According to the mayor of Valley, the road has a few issues.
“It’s a rough road if you rode on it,” said Mayor Leonard Riley. “[There are] big potholes. It’s almost a dirt road.”
Flanking the road are parcels of cleared out land and a couple of houses, but subdivisions are coming soon, according to the mayor.
With these new houses coming to Combs Rd. and the expansion of an industrial park in the surrounding area, comes more traffic.
“We anticipate the traffic to not only grow in quantity but also in the type of traffic,” said Josh Harvill, the Chambers Co. engineer. “Now, it’s passenger vehicles. We can expect more industrial type traffic down there.”
That’s why community leaders said they’re so thankful to receive a $250,000 grant from the state of Alabama.
“I think we’re just very fortunate and very excited to move forward with this part of the Rebuild Alabama Program,” Harvill said.

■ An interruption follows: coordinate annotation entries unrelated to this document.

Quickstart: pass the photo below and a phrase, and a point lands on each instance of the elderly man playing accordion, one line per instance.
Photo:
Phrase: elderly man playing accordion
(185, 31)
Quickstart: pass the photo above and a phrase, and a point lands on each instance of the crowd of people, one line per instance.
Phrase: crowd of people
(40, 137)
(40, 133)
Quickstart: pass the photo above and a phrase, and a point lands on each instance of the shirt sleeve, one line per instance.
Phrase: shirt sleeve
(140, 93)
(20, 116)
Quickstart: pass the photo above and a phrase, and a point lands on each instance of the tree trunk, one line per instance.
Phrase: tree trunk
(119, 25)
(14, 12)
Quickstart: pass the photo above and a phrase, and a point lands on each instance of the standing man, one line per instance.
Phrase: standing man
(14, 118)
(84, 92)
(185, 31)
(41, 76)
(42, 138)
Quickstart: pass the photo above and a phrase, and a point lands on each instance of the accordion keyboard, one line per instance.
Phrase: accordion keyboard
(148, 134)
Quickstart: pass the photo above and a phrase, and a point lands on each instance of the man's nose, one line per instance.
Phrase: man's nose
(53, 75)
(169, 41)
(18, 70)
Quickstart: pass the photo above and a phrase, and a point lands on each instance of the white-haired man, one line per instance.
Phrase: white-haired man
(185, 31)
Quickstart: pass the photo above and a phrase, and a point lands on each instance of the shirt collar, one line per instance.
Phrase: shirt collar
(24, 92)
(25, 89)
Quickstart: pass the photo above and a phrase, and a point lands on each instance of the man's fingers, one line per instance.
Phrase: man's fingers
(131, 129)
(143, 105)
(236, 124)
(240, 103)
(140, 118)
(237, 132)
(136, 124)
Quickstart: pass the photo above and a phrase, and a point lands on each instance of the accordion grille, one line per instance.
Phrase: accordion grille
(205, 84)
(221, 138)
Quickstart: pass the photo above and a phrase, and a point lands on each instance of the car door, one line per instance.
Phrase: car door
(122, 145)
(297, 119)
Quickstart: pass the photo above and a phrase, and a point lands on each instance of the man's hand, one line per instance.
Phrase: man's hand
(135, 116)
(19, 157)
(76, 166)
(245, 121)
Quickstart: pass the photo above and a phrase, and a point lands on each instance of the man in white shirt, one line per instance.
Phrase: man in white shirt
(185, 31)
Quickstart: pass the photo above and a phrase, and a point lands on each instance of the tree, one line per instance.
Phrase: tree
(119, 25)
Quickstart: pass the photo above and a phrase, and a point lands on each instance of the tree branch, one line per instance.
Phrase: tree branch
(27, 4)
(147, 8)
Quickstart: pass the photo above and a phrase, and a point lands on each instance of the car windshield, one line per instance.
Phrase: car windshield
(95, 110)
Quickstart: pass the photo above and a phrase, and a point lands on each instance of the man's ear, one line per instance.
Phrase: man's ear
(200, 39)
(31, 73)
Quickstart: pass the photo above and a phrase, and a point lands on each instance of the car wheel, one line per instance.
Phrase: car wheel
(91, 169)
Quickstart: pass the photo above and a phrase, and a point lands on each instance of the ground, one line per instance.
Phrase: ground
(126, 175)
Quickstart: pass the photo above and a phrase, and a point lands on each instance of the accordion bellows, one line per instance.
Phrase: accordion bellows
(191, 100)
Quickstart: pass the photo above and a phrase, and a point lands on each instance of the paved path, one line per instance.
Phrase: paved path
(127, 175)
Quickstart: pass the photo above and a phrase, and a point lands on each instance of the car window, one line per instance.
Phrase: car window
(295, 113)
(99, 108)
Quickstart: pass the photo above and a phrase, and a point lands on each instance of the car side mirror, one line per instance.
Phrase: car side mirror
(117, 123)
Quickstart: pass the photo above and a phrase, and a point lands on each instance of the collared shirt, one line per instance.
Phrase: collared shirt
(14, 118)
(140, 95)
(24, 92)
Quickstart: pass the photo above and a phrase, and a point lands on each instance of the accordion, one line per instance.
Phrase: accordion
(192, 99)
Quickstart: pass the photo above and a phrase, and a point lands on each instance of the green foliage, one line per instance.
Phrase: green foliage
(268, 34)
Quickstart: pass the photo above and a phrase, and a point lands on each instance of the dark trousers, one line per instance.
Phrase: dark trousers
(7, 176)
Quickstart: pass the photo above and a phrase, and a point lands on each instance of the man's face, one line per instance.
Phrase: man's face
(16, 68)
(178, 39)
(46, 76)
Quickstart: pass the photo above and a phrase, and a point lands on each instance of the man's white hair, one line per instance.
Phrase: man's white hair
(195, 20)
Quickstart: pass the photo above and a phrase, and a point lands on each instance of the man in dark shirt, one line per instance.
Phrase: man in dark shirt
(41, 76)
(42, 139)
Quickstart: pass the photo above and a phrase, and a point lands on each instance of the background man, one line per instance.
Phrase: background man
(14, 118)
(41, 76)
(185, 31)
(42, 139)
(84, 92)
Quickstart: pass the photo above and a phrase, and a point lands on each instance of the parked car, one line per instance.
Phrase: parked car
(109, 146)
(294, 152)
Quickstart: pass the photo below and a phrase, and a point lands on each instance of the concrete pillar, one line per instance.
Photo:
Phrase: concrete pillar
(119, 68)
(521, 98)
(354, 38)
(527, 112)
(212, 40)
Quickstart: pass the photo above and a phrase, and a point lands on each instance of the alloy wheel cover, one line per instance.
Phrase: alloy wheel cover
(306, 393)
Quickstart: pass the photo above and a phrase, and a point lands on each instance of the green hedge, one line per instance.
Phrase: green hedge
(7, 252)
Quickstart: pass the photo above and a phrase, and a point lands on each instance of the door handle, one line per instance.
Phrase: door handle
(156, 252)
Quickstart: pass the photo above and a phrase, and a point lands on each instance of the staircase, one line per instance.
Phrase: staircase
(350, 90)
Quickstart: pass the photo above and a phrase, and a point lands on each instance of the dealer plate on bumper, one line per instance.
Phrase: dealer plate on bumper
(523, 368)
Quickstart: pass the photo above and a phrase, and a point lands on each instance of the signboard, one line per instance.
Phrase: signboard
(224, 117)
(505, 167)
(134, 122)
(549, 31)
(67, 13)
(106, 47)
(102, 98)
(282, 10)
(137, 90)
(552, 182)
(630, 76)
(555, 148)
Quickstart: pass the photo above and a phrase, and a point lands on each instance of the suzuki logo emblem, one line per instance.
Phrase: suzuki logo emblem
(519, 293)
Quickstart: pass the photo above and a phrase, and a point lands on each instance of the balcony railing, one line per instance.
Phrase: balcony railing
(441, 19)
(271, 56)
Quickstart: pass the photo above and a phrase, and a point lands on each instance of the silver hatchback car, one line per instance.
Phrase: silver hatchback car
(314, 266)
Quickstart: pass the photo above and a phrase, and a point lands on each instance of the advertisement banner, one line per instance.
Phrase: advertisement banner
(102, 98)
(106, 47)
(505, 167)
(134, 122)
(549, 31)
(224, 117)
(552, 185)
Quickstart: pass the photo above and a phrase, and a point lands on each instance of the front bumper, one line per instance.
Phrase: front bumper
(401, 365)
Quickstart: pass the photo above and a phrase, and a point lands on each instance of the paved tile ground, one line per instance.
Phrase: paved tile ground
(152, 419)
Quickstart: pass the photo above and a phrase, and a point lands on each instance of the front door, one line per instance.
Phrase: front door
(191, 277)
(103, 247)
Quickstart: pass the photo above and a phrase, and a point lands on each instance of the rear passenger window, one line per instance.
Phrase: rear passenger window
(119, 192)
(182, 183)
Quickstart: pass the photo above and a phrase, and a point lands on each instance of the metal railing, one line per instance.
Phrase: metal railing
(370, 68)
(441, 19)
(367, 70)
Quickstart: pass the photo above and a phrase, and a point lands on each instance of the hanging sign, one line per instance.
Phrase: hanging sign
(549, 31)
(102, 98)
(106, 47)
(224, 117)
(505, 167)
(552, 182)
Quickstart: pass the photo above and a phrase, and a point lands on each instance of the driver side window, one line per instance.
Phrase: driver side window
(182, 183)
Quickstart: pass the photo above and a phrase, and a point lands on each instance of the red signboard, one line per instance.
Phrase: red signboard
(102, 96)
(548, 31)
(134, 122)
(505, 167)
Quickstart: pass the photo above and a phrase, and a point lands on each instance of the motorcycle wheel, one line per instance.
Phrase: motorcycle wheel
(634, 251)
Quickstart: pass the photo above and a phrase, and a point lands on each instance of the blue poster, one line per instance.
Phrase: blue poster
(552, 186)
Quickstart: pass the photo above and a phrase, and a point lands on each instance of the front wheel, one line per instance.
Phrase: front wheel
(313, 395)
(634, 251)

According to Ivey, $7 million coming from the new gas tax is being distributed throughout the state.
“We’re bringing taxpayers’ dollars back in Chambers County so we can put it to use for growth and development,” said Chambers County Commissioner Debra Riley.
According to the governor’s office, in addition to this project in Chambers County, two other projects are receiving funds from the state in the Chattahoochee Valley area, one in Lee County and one in Barbour County.
For Chambers County, having this money means more than just repaving a road. Community leaders said the future development gives people a reason to stick around the area.
“I want them to live here, work here, and spend their money here,” Riley said.
Leaders hope the project will start soon and finish up by the end of summer or early fall.